Language, Culture Barriers Affect Early Alzheimer’s Diagnosis Among Hispanics
Language and cultural barriers cause a significant number of elderly Hispanics with Alzheimer's disease to remain undiagnosed and untreated, experts say, the Newark Star-Ledger reports. An estimated 200,000 Hispanics in the U.S. have Alzheimer's disease and the number is expected to grow to 1.3 million by 2050, according to the Alzheimer's Association.
Yanira Cruz, president and CEO of the National Hispanic Council on Aging, said many Hispanics mistake signs of Alzheimer's for normal symptoms of aging.
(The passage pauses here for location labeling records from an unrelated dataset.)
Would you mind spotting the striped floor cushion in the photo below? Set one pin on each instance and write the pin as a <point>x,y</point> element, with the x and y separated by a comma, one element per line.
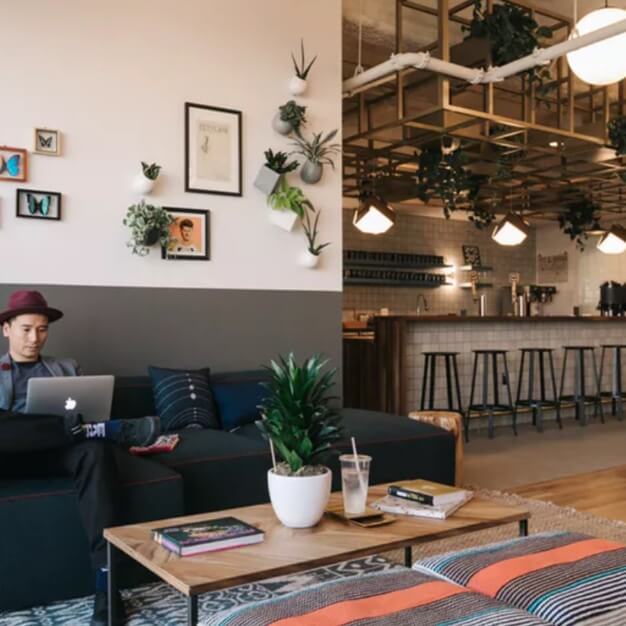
<point>396,598</point>
<point>563,578</point>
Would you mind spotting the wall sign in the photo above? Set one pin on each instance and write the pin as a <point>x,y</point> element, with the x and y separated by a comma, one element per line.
<point>552,268</point>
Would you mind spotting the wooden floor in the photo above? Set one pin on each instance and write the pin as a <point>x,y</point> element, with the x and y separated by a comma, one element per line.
<point>601,493</point>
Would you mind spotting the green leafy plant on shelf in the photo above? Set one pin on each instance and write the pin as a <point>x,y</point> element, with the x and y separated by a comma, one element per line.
<point>297,415</point>
<point>617,134</point>
<point>512,33</point>
<point>150,170</point>
<point>278,162</point>
<point>294,114</point>
<point>311,232</point>
<point>289,198</point>
<point>580,216</point>
<point>148,225</point>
She added that a lack of health insurance and access to care also contributes to later diagnoses of the disease in Hispanics. Cruz recommends that primary care physicians begin to screen Hispanic patients for dementia at earlier ages, typically around age 55 or 60.
Oscar Lopez, a professor in the University of Pittsburgh's Department of Neurology, said more aggressive and targeted awareness and treatment efforts could result in more and earlier diagnoses for Hispanics. Cruz said, "This population wants to take care of themselves and wants to do something about their health ... they are just looking for some information and tools on how to do it" (Stewart, Newark Star-Ledger, 8/11).